Amidst Will’s self-aggrandizement, Smith’s retellings of his achievements are tinged with a charming mix of incredulity and immodesty. He recalls the decade after the release of Independence Day as a time when he brought in “more than $8,000,000,000 in global box office,” as if hanging a medal on each zero. Like his character in Six Degrees of Separation, a con man who passes himself off as the son of Sidney Poitier and tricks a high-society New Yorker (Stockard Channing), Smith describes his key to success: like a good politician, always be campaigning. The actor discovered that box-office earnings in any given country could easily jump from $10 or $15 million to $25 million if he made an effort to appear on television, take photos with fans and sign endless autographs (he cites Tom Cruise as his model). “The movie companies were putting up north of $150,000,000 to plaster the movie posters in every country in the world,” he writes. “In my mind, I was never promoting a movie, I was using their $150,000,000 to promote me.”
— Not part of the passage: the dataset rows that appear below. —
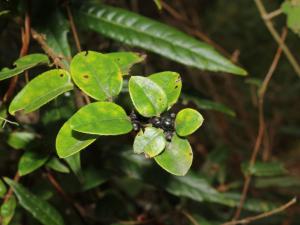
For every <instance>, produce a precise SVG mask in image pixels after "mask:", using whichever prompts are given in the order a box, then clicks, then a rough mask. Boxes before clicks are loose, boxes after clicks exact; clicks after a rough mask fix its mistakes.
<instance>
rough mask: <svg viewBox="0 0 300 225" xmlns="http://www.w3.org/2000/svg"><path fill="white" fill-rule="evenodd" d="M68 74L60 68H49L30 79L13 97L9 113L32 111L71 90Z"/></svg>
mask: <svg viewBox="0 0 300 225" xmlns="http://www.w3.org/2000/svg"><path fill="white" fill-rule="evenodd" d="M72 89H73V84H72V83H71V79H70V75H69V73H68V72H67V71H65V70H62V69H54V70H49V71H47V72H45V73H42V74H41V75H39V76H37V77H35V78H34V79H32V80H31V81H30V82H29V83H28V84H27V85H26V86H25V87H24V88H23V89H22V90H21V91H20V92H19V93H18V95H17V96H16V97H15V98H14V99H13V101H12V102H11V104H10V106H9V113H10V114H12V115H14V114H15V112H16V111H19V110H24V111H25V112H26V113H29V112H32V111H34V110H36V109H38V108H40V107H41V106H43V105H45V104H46V103H48V102H49V101H51V100H52V99H54V98H56V97H57V96H59V95H60V94H62V93H64V92H66V91H69V90H72Z"/></svg>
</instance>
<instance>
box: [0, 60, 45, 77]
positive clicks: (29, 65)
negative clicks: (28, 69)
mask: <svg viewBox="0 0 300 225" xmlns="http://www.w3.org/2000/svg"><path fill="white" fill-rule="evenodd" d="M41 64H49V59H48V56H46V55H44V54H31V55H26V56H24V57H22V58H19V59H18V60H17V61H15V63H14V66H15V67H14V68H12V69H8V68H3V69H2V70H1V71H0V80H4V79H7V78H10V77H13V76H16V75H18V74H20V73H23V72H24V71H25V70H28V69H30V68H32V67H35V66H37V65H41Z"/></svg>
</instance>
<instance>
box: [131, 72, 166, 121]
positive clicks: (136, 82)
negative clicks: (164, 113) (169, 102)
mask: <svg viewBox="0 0 300 225" xmlns="http://www.w3.org/2000/svg"><path fill="white" fill-rule="evenodd" d="M128 86H129V94H130V98H131V100H132V103H133V105H134V107H135V108H136V110H137V111H138V112H139V113H140V114H141V115H143V116H145V117H151V116H158V115H159V114H160V113H162V112H163V111H165V109H166V108H167V101H168V100H167V96H166V94H165V92H164V90H163V89H162V88H161V87H160V86H159V85H157V84H156V83H155V82H153V81H152V80H150V79H148V78H146V77H140V76H132V77H131V78H130V80H129V84H128Z"/></svg>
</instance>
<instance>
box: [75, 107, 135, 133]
mask: <svg viewBox="0 0 300 225" xmlns="http://www.w3.org/2000/svg"><path fill="white" fill-rule="evenodd" d="M70 126H71V129H73V130H76V131H79V132H82V133H87V134H97V135H120V134H126V133H128V132H130V131H131V130H132V124H131V121H130V119H129V117H128V116H127V114H126V112H125V111H124V109H123V108H122V107H121V106H119V105H117V104H115V103H112V102H94V103H91V104H88V105H86V106H84V107H82V108H81V109H79V110H78V111H77V112H76V113H75V114H74V115H73V116H72V117H71V118H70Z"/></svg>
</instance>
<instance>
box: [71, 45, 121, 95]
mask: <svg viewBox="0 0 300 225" xmlns="http://www.w3.org/2000/svg"><path fill="white" fill-rule="evenodd" d="M70 69H71V75H72V78H73V80H74V82H75V83H76V85H77V86H78V87H79V88H80V89H81V90H82V91H84V92H85V93H86V94H88V95H89V96H91V97H92V98H94V99H97V100H106V99H111V98H112V97H114V96H117V95H118V94H119V93H120V91H121V88H122V82H123V78H122V74H121V71H120V69H119V67H118V65H117V64H116V63H115V61H114V60H113V59H111V58H110V57H108V56H106V55H104V54H101V53H98V52H94V51H87V52H81V53H78V54H77V55H76V56H74V58H73V60H72V62H71V68H70Z"/></svg>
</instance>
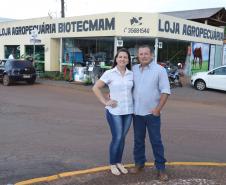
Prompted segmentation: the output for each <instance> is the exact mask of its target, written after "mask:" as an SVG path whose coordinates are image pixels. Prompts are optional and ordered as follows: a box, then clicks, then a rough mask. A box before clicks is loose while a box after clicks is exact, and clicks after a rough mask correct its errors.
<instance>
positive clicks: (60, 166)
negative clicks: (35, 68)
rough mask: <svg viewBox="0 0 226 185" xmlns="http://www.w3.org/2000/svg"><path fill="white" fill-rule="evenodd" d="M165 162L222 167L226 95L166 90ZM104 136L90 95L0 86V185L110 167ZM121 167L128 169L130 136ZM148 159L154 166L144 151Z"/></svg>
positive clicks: (224, 140)
mask: <svg viewBox="0 0 226 185" xmlns="http://www.w3.org/2000/svg"><path fill="white" fill-rule="evenodd" d="M162 120H163V126H162V133H163V140H164V142H165V150H166V156H167V159H168V161H203V162H206V161H209V162H225V153H226V147H225V145H226V122H225V120H226V93H225V92H218V91H205V92H199V91H196V90H194V89H193V88H191V87H189V86H188V87H183V88H177V89H173V90H172V95H171V96H170V99H169V101H168V103H167V105H166V107H165V109H164V114H163V117H162ZM110 138H111V136H110V132H109V129H108V126H107V124H106V122H105V119H104V114H103V107H102V105H101V104H100V103H99V102H98V101H97V100H96V98H95V97H94V95H93V94H92V92H91V87H89V86H82V85H75V84H67V83H62V82H59V83H54V84H53V83H52V82H51V81H42V82H41V83H38V84H35V85H33V86H29V85H24V84H19V85H16V86H10V87H4V86H2V85H0V147H1V148H0V181H1V182H0V184H1V185H2V184H7V183H15V182H18V181H22V180H25V179H31V178H35V177H41V176H48V175H52V174H57V173H61V172H65V171H73V170H78V169H85V168H90V167H96V166H102V165H107V164H108V144H109V142H110ZM126 143H127V145H126V148H125V155H124V161H125V163H132V162H133V156H132V148H133V129H132V127H131V129H130V132H129V135H128V137H127V142H126ZM147 154H148V159H149V161H152V154H151V150H150V147H148V149H147Z"/></svg>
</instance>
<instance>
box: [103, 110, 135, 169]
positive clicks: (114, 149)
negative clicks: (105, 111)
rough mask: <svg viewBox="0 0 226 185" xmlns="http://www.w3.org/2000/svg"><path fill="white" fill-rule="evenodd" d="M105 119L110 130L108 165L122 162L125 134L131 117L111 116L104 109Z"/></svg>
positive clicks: (124, 143)
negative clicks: (107, 124)
mask: <svg viewBox="0 0 226 185" xmlns="http://www.w3.org/2000/svg"><path fill="white" fill-rule="evenodd" d="M106 118H107V121H108V124H109V126H110V129H111V134H112V141H111V144H110V152H109V153H110V164H112V165H113V164H116V163H121V162H122V154H123V150H124V145H125V138H126V134H127V132H128V130H129V128H130V125H131V122H132V115H131V114H127V115H113V114H111V113H110V112H109V111H108V110H107V109H106Z"/></svg>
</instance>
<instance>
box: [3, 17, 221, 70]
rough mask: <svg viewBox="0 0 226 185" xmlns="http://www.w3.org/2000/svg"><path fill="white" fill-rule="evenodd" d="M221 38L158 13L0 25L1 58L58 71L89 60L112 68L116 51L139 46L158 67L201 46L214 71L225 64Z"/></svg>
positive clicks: (134, 54) (216, 35) (85, 61)
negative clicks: (203, 50) (144, 45)
mask: <svg viewBox="0 0 226 185" xmlns="http://www.w3.org/2000/svg"><path fill="white" fill-rule="evenodd" d="M34 30H35V31H34ZM223 38H224V30H223V29H222V28H218V27H213V26H209V25H205V24H200V23H196V22H193V21H188V20H184V19H180V18H176V17H172V16H167V15H163V14H158V13H156V14H149V13H108V14H98V15H89V16H79V17H70V18H59V19H51V18H37V19H28V20H19V21H13V22H3V23H0V58H1V59H3V58H8V56H9V55H10V54H11V53H13V54H14V56H15V58H21V57H25V56H35V62H37V63H40V65H43V68H44V70H45V71H62V70H63V67H64V66H67V65H71V64H81V65H84V64H85V62H86V61H87V60H90V59H94V60H97V61H98V62H100V63H101V62H102V63H103V62H104V63H105V64H106V65H110V64H111V62H112V60H113V57H114V54H115V53H116V51H117V49H118V48H120V47H126V48H128V49H129V51H130V53H131V55H132V56H133V57H135V55H136V48H137V46H139V45H140V44H149V45H151V46H154V47H155V56H156V58H155V59H156V61H158V62H161V61H166V60H170V59H172V60H174V59H175V58H177V57H178V56H179V55H180V54H181V56H182V57H181V59H180V60H183V55H182V53H185V54H184V55H186V52H187V47H188V46H191V45H192V43H204V44H208V46H209V48H210V50H209V53H212V58H211V59H210V57H209V64H210V63H211V65H212V66H214V67H216V66H219V65H222V62H223V60H222V57H223ZM178 53H179V54H178ZM213 53H214V55H213ZM175 56H176V57H175ZM184 59H185V58H184ZM177 60H179V59H178V58H177Z"/></svg>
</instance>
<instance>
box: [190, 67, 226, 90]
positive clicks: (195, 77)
mask: <svg viewBox="0 0 226 185" xmlns="http://www.w3.org/2000/svg"><path fill="white" fill-rule="evenodd" d="M191 84H192V85H193V86H194V87H195V88H196V89H197V90H200V91H203V90H204V89H206V88H210V89H218V90H224V91H226V65H224V66H220V67H217V68H215V69H212V70H210V71H207V72H198V73H196V74H194V75H192V77H191Z"/></svg>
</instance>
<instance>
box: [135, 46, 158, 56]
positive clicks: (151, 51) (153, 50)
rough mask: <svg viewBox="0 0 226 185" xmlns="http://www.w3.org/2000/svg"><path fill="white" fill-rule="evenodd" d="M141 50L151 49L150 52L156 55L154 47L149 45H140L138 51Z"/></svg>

Long before making it in the business, Smith had another epiphany. He describes knowing at five years old that he wanted to be a family man. As a teenager, he didn’t dream about winning over lots of women or beating sexual records. “My fantasies always involved one woman. I wanted to ravish her with my complete, undivided devotion and affection. I wanted to be the best man she’s ever known, I wanted to fulfill all of her dreams, solve all of her problems, take away all of her pain.” “Throughout my life, I have been haunted by an agonizing sense that I am failing the women I love,” he confesses in another section.
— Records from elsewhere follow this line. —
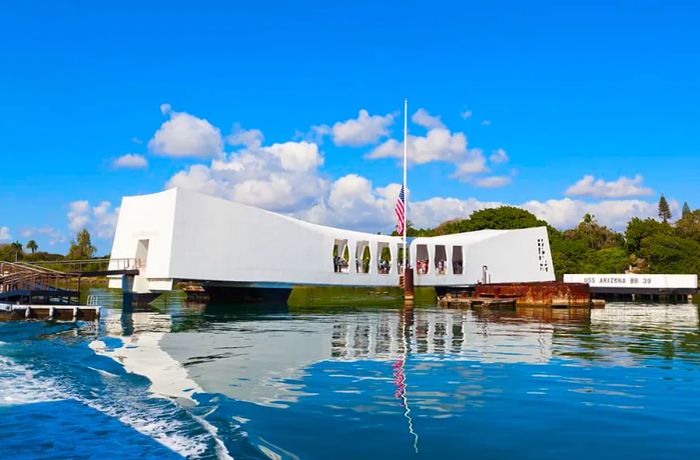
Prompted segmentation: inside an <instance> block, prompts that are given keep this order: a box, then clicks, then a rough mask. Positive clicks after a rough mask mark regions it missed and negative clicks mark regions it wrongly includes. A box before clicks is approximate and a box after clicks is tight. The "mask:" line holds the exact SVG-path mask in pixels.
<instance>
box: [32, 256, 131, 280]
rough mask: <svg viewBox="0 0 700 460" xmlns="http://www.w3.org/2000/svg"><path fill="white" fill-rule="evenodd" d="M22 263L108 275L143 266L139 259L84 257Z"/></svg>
mask: <svg viewBox="0 0 700 460" xmlns="http://www.w3.org/2000/svg"><path fill="white" fill-rule="evenodd" d="M22 265H26V266H31V267H39V268H45V269H50V270H55V271H59V272H63V273H71V274H73V275H86V276H90V275H100V274H102V275H108V274H110V272H113V273H114V274H119V273H120V272H121V273H125V272H137V271H140V270H142V269H144V268H145V264H144V263H143V261H142V260H141V259H137V258H130V259H126V258H124V259H109V258H102V259H85V260H52V261H39V262H26V263H22Z"/></svg>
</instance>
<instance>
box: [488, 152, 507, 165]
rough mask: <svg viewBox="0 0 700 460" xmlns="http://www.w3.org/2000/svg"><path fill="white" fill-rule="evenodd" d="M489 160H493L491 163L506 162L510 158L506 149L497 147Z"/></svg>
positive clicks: (503, 162) (504, 162)
mask: <svg viewBox="0 0 700 460" xmlns="http://www.w3.org/2000/svg"><path fill="white" fill-rule="evenodd" d="M489 160H491V163H506V162H507V161H508V160H509V158H508V154H507V153H506V151H505V150H503V149H496V150H494V151H493V152H492V153H491V156H490V157H489Z"/></svg>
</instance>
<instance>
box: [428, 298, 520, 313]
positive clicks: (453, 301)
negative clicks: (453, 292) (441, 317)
mask: <svg viewBox="0 0 700 460" xmlns="http://www.w3.org/2000/svg"><path fill="white" fill-rule="evenodd" d="M515 303H516V302H515V299H504V298H500V299H497V298H494V297H452V296H443V297H439V298H438V305H439V306H441V307H464V308H489V309H497V310H515Z"/></svg>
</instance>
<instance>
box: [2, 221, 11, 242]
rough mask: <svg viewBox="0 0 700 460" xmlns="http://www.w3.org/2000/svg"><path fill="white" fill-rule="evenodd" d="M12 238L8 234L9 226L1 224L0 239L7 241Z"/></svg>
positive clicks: (9, 227) (9, 228) (9, 235)
mask: <svg viewBox="0 0 700 460" xmlns="http://www.w3.org/2000/svg"><path fill="white" fill-rule="evenodd" d="M11 239H12V235H11V234H10V227H8V226H7V225H3V226H1V227H0V241H8V240H11Z"/></svg>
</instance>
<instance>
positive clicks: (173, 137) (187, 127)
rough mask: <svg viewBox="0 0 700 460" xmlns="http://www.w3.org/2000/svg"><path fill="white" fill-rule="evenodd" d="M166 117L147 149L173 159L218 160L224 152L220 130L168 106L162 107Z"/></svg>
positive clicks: (193, 115) (162, 109)
mask: <svg viewBox="0 0 700 460" xmlns="http://www.w3.org/2000/svg"><path fill="white" fill-rule="evenodd" d="M161 112H163V114H164V115H168V116H169V117H170V118H169V120H167V121H165V122H164V123H163V124H162V125H161V126H160V128H158V130H157V131H156V132H155V134H154V135H153V138H152V139H151V140H150V141H149V142H148V148H149V149H150V150H151V151H152V152H154V153H158V154H161V155H167V156H173V157H186V156H194V157H205V158H206V157H209V158H211V157H219V156H221V155H222V153H223V150H224V142H223V138H222V137H221V130H219V128H217V127H215V126H213V125H212V124H211V123H209V121H207V120H205V119H204V118H199V117H196V116H194V115H190V114H189V113H185V112H175V111H173V110H172V108H171V107H170V104H163V105H161Z"/></svg>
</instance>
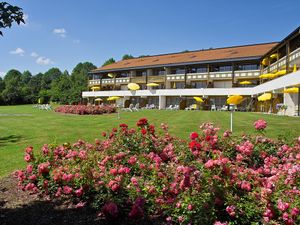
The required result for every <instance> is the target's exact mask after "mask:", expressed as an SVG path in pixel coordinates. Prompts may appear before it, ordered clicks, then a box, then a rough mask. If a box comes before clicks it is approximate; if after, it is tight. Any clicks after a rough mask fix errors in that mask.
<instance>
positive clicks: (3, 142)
mask: <svg viewBox="0 0 300 225" xmlns="http://www.w3.org/2000/svg"><path fill="white" fill-rule="evenodd" d="M21 139H22V136H21V135H15V134H12V135H7V136H3V137H0V147H1V146H6V145H7V144H8V143H16V142H18V141H19V140H21Z"/></svg>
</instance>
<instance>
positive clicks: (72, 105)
mask: <svg viewBox="0 0 300 225" xmlns="http://www.w3.org/2000/svg"><path fill="white" fill-rule="evenodd" d="M55 112H60V113H70V114H78V115H88V114H93V115H95V114H103V113H113V112H116V107H114V106H112V105H103V106H101V105H96V106H92V105H62V106H59V107H57V108H56V109H55Z"/></svg>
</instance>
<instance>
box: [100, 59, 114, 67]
mask: <svg viewBox="0 0 300 225" xmlns="http://www.w3.org/2000/svg"><path fill="white" fill-rule="evenodd" d="M115 62H116V60H114V58H110V59H108V60H106V61H105V62H104V63H103V65H102V66H107V65H109V64H113V63H115Z"/></svg>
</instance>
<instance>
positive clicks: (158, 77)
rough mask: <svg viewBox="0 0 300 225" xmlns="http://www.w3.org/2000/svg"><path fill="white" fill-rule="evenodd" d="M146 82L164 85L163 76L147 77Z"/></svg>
mask: <svg viewBox="0 0 300 225" xmlns="http://www.w3.org/2000/svg"><path fill="white" fill-rule="evenodd" d="M147 80H148V83H164V82H165V76H164V75H157V76H148V78H147Z"/></svg>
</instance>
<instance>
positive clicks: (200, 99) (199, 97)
mask: <svg viewBox="0 0 300 225" xmlns="http://www.w3.org/2000/svg"><path fill="white" fill-rule="evenodd" d="M194 99H195V100H196V102H204V101H203V99H202V98H200V97H194Z"/></svg>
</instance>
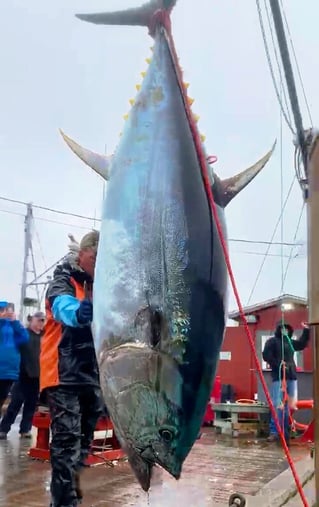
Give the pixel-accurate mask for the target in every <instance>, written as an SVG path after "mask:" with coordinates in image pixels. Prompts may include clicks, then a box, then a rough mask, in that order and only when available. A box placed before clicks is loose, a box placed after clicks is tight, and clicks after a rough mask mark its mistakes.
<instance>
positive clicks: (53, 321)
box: [40, 277, 85, 391]
mask: <svg viewBox="0 0 319 507" xmlns="http://www.w3.org/2000/svg"><path fill="white" fill-rule="evenodd" d="M70 282H71V284H72V285H73V286H74V292H75V294H74V295H75V297H76V298H77V299H79V300H80V301H82V300H83V299H84V298H85V292H84V287H83V286H82V285H80V284H79V283H78V282H76V281H75V280H74V278H72V277H71V278H70ZM45 313H46V319H47V320H46V325H45V331H44V335H43V337H42V339H41V351H40V391H43V389H45V388H47V387H55V386H58V385H59V383H60V380H59V344H60V341H61V338H62V325H61V324H60V323H59V322H57V321H56V320H54V318H53V315H52V311H51V306H50V303H49V301H46V302H45Z"/></svg>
Smith met that woman, Jada, as her first marriage ended, through mutual friends in a Los Angeles club. The spark was immediate, but the actor felt insecure at first. Five years younger, she had gone to art school in Chicago with her best friend, hip-hop legend Tupac Shakur. The actor envied the rapper’s passion and activism. He recalls that when he and Jada got engaged, he finally felt he was not a coward. Smith writes that he was in the same room as Shakur many times, before the rapper was shot to death at 25 years old in 1996, but the actor never dared to speak with him.
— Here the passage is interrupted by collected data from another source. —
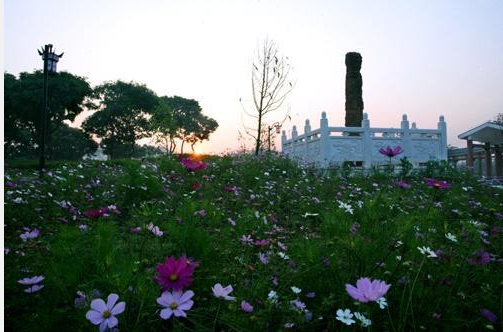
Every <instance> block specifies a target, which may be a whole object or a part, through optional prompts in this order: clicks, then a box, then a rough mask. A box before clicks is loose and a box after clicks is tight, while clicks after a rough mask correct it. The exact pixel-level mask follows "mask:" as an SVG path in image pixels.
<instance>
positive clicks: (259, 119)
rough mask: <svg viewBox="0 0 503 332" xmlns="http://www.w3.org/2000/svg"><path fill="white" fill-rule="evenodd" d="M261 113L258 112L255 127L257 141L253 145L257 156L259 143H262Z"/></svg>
mask: <svg viewBox="0 0 503 332" xmlns="http://www.w3.org/2000/svg"><path fill="white" fill-rule="evenodd" d="M261 129H262V114H261V113H259V116H258V129H257V142H256V145H255V155H256V156H258V153H259V151H260V145H262V140H261V135H262V130H261Z"/></svg>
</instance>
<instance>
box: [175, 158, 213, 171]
mask: <svg viewBox="0 0 503 332" xmlns="http://www.w3.org/2000/svg"><path fill="white" fill-rule="evenodd" d="M180 163H181V164H182V165H183V167H185V168H186V169H188V170H189V171H200V170H202V169H205V168H206V167H207V166H208V165H207V164H206V163H205V162H203V161H197V160H192V159H189V158H180Z"/></svg>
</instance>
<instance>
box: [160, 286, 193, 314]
mask: <svg viewBox="0 0 503 332" xmlns="http://www.w3.org/2000/svg"><path fill="white" fill-rule="evenodd" d="M193 296H194V292H193V291H191V290H189V291H186V292H185V293H183V292H182V291H173V293H170V292H164V293H162V295H161V297H158V298H157V303H159V304H160V305H161V306H163V307H164V309H162V310H161V314H160V316H161V318H162V319H169V318H170V317H171V316H172V315H175V317H187V314H186V313H185V311H186V310H190V309H191V308H192V306H193V305H194V301H192V300H191V298H192V297H193Z"/></svg>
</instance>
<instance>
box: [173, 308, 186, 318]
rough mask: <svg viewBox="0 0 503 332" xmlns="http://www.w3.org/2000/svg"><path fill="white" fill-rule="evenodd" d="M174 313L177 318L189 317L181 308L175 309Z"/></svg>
mask: <svg viewBox="0 0 503 332" xmlns="http://www.w3.org/2000/svg"><path fill="white" fill-rule="evenodd" d="M173 313H174V314H175V317H187V314H186V313H185V312H184V311H183V310H180V309H179V308H177V309H175V310H174V311H173Z"/></svg>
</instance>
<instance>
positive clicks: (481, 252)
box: [468, 249, 491, 265]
The couple got married the next year, largely at the urging of Jada’s mother. Pinkett Smith was pregnant with Jaden, their first child together (the actress has one older child from her previous relationship). “Jada didn’t believe in conventional marriage, and despised the traditional ceremony,” he writes. “She also had questions about the viability of monogamy as a framework for successful long-term relationships.” Those questions persist, as the public learned in July 2020, when it was made known that Pinkett Smith had an affair that Smith agreed to with another rapper. In Red Table Talk, Smith’s Facebook Live program recorded in the family living room, the couple spoke about their open relationship. At the end of the book, Smith, who does not go into detail about the issue, writes, “we are simultaneously one hundred percent bound together, and one hundred percent free.”

At the Oscars ceremony, Pinkett Smith rolled her eyes after Rock’s joke about the illness that she has sought to make visible for other women who suffer. On Tuesday, she posted on social media, “This is a season for healing and I’m here for it.” It’s yet to be seen whether the rest of the world is also ready to forget the moment when Will Smith revealed the Will Smith he’d rather have kept to himself. As the actor pronounces in his book, after explaining how his obsession with Monopoly brings out his “warrior instincts’' during a calm family Christmas: “I am a Black man in Hollywood: in order to sustain my position, I can’t get caught slipping, not even once.” Last Sunday, for the first time, he couldn’t avoid it.